Enterprises Are Not Taking DNS Seriously

Domain Name Service (DNS) is the key technology in modern IT infrastructures – without it, your business stops. Every single application now relies on DNS in one way or another.

Do you want to send an email? Your email program uses DNS to find the IP address of your mail server so it can send the email.

Do you want to print something? The PC will use DNS to find the printer’s IP address.

Do you want to access your company’s corporate database? Your application will use DNS to find the database server IP address.

DNS acts as a large electronic address book that catalogs all the IP addresses of servers and printers on the network. Without it your PC will have a hard time accessing these other systems.

So when I visit sites that still run DNS on an old Windows NT server under someone’s desk, I’m horrified.

In many cases, DNS servers were deployed in response to a specific requirement: someone needed a DNS server to implement a proxy server or a specific application required a DNS server.
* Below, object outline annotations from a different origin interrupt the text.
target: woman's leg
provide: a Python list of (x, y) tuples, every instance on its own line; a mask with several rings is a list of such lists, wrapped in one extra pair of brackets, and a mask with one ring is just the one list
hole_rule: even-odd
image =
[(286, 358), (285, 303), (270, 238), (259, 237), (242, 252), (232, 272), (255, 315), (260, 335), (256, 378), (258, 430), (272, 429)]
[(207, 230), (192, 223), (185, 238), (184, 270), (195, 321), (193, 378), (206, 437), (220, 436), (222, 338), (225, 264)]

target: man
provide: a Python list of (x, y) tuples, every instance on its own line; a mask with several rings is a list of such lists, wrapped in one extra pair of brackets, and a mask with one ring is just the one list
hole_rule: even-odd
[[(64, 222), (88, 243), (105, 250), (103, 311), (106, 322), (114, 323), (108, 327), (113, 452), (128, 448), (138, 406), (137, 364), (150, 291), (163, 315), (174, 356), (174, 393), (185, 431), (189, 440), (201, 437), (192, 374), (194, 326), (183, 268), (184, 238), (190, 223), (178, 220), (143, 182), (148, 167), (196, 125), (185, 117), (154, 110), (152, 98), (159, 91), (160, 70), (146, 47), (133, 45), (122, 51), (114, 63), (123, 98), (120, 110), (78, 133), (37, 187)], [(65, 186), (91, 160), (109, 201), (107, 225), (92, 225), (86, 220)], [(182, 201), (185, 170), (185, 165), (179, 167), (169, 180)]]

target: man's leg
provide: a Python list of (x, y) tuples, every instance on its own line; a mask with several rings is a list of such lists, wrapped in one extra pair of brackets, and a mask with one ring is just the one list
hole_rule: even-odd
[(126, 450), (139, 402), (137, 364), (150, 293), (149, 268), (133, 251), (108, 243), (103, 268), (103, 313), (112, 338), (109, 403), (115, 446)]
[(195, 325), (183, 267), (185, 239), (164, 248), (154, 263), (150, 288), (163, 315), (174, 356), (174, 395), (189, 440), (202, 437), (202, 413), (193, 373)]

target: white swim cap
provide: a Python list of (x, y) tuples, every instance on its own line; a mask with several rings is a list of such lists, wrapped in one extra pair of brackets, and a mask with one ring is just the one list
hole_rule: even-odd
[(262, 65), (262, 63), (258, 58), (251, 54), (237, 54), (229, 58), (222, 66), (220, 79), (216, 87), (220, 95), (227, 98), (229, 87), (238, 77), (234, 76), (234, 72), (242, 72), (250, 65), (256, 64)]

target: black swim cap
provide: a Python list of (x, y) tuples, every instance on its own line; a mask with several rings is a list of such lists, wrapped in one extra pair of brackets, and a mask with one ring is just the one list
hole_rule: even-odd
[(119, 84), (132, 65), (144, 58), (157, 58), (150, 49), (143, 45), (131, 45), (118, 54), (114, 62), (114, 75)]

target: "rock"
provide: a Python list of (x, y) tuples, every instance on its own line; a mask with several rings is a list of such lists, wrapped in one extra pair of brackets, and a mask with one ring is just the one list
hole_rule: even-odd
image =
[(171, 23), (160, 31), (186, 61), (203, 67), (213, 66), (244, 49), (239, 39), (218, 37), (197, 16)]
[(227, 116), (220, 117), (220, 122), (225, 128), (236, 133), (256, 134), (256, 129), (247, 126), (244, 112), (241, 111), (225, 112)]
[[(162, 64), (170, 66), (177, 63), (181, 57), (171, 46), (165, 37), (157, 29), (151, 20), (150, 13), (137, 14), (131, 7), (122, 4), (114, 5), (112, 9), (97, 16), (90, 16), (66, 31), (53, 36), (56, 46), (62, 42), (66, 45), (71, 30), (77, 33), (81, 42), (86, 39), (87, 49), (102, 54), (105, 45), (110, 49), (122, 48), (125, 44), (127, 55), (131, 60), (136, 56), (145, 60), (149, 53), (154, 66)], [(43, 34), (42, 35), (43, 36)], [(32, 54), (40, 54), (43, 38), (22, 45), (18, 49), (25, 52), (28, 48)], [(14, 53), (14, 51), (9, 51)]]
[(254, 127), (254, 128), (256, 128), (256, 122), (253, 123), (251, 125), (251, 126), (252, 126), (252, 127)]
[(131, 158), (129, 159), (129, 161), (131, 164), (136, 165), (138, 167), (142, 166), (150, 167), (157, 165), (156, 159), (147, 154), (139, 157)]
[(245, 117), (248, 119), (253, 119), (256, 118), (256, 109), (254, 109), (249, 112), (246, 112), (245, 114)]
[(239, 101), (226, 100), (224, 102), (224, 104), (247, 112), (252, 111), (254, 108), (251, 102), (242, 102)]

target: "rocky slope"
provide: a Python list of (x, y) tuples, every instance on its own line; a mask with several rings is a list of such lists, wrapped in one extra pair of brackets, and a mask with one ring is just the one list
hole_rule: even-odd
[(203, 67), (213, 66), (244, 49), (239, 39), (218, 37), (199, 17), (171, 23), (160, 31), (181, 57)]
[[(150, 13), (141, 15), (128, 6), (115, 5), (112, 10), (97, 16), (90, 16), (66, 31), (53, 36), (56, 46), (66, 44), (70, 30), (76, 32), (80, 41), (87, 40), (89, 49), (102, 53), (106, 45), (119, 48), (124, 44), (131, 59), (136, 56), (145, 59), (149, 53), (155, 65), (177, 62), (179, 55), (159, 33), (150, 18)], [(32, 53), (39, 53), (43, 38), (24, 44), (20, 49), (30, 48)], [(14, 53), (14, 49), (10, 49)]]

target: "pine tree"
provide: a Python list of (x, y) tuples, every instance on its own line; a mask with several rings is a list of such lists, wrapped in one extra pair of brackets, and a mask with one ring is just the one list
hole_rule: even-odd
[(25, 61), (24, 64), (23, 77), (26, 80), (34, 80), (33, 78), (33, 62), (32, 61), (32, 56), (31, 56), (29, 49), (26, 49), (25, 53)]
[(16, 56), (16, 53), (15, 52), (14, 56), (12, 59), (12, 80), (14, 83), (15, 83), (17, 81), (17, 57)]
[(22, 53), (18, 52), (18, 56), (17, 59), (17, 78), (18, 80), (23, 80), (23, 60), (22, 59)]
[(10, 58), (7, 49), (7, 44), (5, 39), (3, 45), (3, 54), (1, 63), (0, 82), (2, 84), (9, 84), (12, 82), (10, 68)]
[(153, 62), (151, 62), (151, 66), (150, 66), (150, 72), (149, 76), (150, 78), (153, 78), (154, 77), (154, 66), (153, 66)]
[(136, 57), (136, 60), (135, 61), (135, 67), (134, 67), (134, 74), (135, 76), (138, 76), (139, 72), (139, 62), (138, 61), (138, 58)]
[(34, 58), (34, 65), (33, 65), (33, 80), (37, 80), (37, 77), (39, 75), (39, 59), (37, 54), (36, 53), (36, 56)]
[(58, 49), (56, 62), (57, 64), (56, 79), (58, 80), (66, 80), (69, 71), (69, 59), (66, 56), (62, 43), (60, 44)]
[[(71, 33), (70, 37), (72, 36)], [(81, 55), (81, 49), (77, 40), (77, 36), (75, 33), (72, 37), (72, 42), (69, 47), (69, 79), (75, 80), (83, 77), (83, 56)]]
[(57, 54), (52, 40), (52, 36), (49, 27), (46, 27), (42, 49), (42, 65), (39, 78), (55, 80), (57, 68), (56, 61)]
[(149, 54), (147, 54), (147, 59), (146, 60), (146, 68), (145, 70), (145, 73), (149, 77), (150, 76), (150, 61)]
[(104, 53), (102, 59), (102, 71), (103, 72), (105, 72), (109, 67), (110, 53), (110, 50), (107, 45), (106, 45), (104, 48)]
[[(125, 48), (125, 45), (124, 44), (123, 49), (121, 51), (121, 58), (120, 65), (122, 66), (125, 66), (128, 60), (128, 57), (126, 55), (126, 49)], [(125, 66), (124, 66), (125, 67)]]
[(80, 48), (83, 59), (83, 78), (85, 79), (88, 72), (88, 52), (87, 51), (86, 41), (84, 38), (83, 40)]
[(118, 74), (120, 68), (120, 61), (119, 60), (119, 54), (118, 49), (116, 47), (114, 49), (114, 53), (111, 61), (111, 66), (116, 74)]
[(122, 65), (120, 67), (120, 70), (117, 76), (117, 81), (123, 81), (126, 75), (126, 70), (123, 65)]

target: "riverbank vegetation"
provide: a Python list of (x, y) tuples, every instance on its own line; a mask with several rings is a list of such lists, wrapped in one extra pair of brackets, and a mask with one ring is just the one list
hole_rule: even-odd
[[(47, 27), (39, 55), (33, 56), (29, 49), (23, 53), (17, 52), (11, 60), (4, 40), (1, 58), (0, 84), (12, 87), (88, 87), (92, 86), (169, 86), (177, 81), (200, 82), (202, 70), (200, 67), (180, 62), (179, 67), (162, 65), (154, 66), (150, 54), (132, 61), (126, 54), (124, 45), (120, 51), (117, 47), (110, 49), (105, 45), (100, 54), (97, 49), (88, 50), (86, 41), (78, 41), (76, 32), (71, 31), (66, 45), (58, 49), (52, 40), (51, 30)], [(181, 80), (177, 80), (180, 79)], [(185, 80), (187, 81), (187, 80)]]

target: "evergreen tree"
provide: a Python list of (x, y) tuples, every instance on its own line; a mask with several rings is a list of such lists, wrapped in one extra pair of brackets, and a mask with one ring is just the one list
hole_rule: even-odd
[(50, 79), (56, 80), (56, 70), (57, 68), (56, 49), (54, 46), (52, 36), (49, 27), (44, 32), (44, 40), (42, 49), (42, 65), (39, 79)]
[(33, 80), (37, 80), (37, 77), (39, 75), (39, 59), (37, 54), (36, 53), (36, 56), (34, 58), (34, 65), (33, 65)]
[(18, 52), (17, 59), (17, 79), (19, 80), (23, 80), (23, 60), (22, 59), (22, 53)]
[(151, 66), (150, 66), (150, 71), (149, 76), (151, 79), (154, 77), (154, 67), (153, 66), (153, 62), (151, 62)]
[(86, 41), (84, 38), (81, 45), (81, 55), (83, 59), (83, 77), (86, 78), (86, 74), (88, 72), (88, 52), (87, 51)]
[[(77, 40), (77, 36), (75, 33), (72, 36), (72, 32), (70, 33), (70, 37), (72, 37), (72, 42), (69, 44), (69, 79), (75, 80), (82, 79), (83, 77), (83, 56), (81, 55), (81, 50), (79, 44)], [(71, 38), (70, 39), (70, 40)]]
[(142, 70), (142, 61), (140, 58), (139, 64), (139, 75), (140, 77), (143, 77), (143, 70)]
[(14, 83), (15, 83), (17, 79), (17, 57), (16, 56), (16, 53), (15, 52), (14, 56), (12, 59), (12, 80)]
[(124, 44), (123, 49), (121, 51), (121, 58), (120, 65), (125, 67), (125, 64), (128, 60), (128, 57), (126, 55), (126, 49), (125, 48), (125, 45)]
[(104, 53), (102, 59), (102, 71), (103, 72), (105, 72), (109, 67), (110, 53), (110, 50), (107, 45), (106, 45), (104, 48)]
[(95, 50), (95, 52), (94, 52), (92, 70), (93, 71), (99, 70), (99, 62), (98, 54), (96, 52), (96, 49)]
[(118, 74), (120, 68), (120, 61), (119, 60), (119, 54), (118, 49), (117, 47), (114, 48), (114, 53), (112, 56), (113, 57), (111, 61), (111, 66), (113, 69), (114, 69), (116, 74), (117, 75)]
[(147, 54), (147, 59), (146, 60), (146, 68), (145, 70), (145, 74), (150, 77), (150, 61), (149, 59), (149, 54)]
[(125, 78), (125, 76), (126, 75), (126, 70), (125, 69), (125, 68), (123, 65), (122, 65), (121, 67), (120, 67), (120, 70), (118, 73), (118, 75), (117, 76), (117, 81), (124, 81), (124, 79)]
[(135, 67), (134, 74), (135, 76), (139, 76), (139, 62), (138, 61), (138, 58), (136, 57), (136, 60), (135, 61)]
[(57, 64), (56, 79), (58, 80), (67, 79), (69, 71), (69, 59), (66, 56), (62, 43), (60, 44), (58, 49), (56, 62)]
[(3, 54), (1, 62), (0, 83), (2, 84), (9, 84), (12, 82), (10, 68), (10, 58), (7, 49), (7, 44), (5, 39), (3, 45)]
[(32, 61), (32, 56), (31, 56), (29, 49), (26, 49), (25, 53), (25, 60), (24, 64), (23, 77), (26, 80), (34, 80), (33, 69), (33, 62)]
But as more applications and services are deployed, DNS infrastructure is often the last thing that is considered. DNS servers and domains were often deployed without a general strategy, leading to an unstructured, non-resilient, and misconfigured mess.

Install an Active Directory domain controller and it will attempt to resolve the AD domain name to DNS. If you don’t have a DNS server on your network or can’t contact one, it will automatically install one on the domain controller. “Great” you might think, “he’s doing all the hard work for me,” but this is implementing DNS with an ad-hoc approach that may not best suit long-term business. For example, the newly installed domain controller may be in a remote location or on a non-resilient network segment. The fact that DNS is running on a domain controller means it is not on dedicated hardware, so other applications may be affecting server performance or availability. Installing critical Microsoft security updates is critical, but in many cases it requires a reboot which will affect the availability of the DNS service running on that domain controller.

As your infrastructure has grown to rely on DNS servers co-hosted on Microsoft servers, it quickly becomes apparent that applying Microsoft security updates and service packs affects the availability of not just that single domain controller, but of any application that relies on DNS. Reboots must be meticulously planned to determine which applications will be affected and to ensure that those applications can reach the backup DNS servers. Without proper DNS infrastructure planning, you start to detect misconfigured application servers that do not have secondary or tertiary DNS servers configured or that have servers configured that are no longer running a DNS service. Also, without any monitoring, you may discover servers where the DNS service has stopped or crashed. เว็บพนันยอดนิยม

These poorly configured systems only become visible when a DNS server fails or is restarted for maintenance, and the impact can range from a minor glitch (the CEO cannot receive his email) to disastrous (a bank’s trading floor suddenly disabled for 15 minutes while the stock market is falling).

To prevent these issues from affecting DNS service availability, some larger companies are starting to take their DNS infrastructures seriously by taking a holistic approach. This involves making an individual or team responsible for the entire DNS infrastructure and deploying dedicated DNS server appliances managed by that team. Adopting this approach allows the “DNS team” to arbitrate between the DNS requirements of different projects and ensure that a structured approach is taking a structured approach to configuring new domains and DNS servers. Quite often, companies implement an IP address management (IPAM) product to help them manage IP address assignment and automate updates to the DNS environment.